3. Troubles apparentés aux déficiences mentales
• Inhibitions intellectuelles
Les inhibitions intellectuelles consistent en la non-utilisation par le sujet de compétences intellectuelles normalement développées. De telles inhibitions se produisent dans plusieurs circonstances. On peut les classer en quatre types différents.
L'inhibition transitoire sous l'effet d'un état de panique – incendie, naufrage, action de guerre par exemple – au cours duquel le sujet agit sans son discernement habituel. La mémoire collective a longtemps gardé le souvenir du comportement de la foule des visiteurs lors de l'incendie du bazar de la Charité, le 4 mai 1897. Beaucoup plus près de nous, les mêmes phénomènes d'inhibition se sont reproduits lors des attentats du 11 septembre 2001 et après le tsunami du 26 décembre 2004.

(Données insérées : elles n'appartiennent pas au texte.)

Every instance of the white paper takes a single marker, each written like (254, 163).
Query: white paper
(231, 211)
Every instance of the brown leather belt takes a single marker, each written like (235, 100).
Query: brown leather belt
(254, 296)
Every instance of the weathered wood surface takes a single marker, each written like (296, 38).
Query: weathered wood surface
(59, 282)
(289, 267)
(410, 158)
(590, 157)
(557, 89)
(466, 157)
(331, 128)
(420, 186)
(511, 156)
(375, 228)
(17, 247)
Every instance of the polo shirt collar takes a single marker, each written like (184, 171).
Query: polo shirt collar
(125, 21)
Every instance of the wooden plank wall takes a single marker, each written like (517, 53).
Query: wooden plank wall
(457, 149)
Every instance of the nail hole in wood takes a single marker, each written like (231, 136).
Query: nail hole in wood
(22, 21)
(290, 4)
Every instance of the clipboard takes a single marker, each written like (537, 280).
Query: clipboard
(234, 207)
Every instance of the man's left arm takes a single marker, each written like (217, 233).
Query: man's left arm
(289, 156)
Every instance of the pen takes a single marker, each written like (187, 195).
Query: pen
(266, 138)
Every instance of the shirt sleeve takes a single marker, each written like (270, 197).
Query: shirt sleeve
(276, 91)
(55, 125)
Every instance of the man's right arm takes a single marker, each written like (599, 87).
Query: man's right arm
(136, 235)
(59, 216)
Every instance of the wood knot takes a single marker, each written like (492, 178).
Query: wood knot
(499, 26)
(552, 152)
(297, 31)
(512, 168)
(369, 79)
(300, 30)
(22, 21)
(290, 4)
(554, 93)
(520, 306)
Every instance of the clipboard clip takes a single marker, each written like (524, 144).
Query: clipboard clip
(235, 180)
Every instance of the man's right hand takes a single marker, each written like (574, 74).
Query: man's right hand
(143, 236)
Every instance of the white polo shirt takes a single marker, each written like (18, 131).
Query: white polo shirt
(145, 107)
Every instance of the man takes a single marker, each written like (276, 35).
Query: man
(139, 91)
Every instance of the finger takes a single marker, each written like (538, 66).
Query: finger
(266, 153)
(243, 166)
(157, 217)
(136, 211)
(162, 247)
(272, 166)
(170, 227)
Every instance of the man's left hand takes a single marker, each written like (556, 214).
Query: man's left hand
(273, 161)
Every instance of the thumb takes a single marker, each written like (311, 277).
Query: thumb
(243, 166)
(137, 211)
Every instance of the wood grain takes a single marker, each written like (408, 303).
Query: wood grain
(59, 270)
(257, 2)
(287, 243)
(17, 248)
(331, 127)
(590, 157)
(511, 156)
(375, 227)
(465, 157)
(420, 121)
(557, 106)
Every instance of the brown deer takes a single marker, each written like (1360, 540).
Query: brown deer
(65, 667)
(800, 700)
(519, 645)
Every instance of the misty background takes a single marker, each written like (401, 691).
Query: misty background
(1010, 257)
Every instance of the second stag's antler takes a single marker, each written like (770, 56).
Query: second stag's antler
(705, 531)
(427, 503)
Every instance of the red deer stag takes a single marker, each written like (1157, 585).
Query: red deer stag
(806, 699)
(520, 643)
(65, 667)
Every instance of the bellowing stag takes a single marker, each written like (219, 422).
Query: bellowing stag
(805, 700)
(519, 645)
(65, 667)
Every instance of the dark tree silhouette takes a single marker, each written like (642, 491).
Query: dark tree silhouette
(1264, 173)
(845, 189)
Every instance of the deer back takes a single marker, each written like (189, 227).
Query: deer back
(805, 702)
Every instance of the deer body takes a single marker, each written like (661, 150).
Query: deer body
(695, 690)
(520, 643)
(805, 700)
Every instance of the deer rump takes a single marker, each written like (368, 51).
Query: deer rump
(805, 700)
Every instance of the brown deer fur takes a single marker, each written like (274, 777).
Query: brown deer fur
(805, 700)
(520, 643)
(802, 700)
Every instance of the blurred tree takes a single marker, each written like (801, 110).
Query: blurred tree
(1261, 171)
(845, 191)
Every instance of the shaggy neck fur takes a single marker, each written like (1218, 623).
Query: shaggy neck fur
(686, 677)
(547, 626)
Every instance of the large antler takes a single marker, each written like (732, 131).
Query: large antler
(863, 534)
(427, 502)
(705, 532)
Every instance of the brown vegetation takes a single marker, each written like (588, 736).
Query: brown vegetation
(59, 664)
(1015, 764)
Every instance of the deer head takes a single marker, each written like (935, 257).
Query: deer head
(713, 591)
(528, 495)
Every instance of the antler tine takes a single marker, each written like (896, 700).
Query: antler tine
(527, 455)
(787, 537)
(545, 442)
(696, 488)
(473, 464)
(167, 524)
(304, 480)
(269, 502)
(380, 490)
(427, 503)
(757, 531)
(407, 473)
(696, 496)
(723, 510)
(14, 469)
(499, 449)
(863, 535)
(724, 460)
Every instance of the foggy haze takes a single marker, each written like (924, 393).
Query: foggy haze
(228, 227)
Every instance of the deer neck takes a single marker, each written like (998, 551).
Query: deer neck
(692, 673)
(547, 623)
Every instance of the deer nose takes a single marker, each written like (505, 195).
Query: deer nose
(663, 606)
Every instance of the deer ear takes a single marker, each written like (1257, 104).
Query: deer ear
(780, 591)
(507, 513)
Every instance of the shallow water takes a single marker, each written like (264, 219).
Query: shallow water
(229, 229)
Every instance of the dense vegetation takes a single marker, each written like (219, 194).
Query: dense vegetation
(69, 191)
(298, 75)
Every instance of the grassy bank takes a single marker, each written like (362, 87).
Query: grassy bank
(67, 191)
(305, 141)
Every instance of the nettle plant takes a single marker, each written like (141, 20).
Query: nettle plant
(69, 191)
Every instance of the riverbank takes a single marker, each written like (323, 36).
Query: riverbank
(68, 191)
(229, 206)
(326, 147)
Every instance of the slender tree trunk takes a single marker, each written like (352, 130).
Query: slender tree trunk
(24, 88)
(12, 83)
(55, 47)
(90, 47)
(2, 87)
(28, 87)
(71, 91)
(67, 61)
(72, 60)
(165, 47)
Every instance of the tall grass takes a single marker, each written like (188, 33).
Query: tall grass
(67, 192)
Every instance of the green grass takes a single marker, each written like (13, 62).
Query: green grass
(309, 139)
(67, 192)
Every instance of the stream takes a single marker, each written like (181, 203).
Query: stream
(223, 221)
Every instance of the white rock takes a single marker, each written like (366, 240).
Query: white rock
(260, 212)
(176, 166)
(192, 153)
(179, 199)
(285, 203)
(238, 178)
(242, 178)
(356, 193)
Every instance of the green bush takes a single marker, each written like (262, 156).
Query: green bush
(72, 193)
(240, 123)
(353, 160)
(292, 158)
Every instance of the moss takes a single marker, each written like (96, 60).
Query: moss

L'inhibition consécutive à la perte d'un être aimé : dans ces conditions, toute l'activité de pensée est occupée par le travail de deuil, et demeure indisponible pour tout autre activité. Le travail de deuil est une activité normale et importante de la pensée, qui permet de surmonter la douleur psychique relative à la perte d'une personne chère. Sa durée est variable, de l'ordre de plusieurs mois à une année. Ce n'est pas une maladie, mais un processus d'adaptation psychologique.
L'inhibition névrotique, lorsque par le jeu des associations d'idées propre au sujet, les processus cognitifs sont fortement liés à des situations anxiogènes. Dans ces cas, il n'y a pas d'altération cognitive, mais la mise en œuvre des processus cognitifs déclenche des crises d'angoisse que le sujet apprend vite à éviter. Les formes les plus graves peuvent s'inscrire dans le cadre d'une organisation névrotique de la personnalité.
Enfin l'inhibition psychotique est d'une toute autre nature. Dans ces cas, l'espace de conscience du sujet est envahi par les symptômes du processus psychotique : les idées délirantes et les hallucination, et il ne demeure aucun espace de mémoire disponible pour penser.
Le traitement de ces inhibitions intellectuelles dépend évidemment des circonstances de leur apparition. Il n'y a pas lieu par exemple de traiter l'inhibition liée au travail de deuil.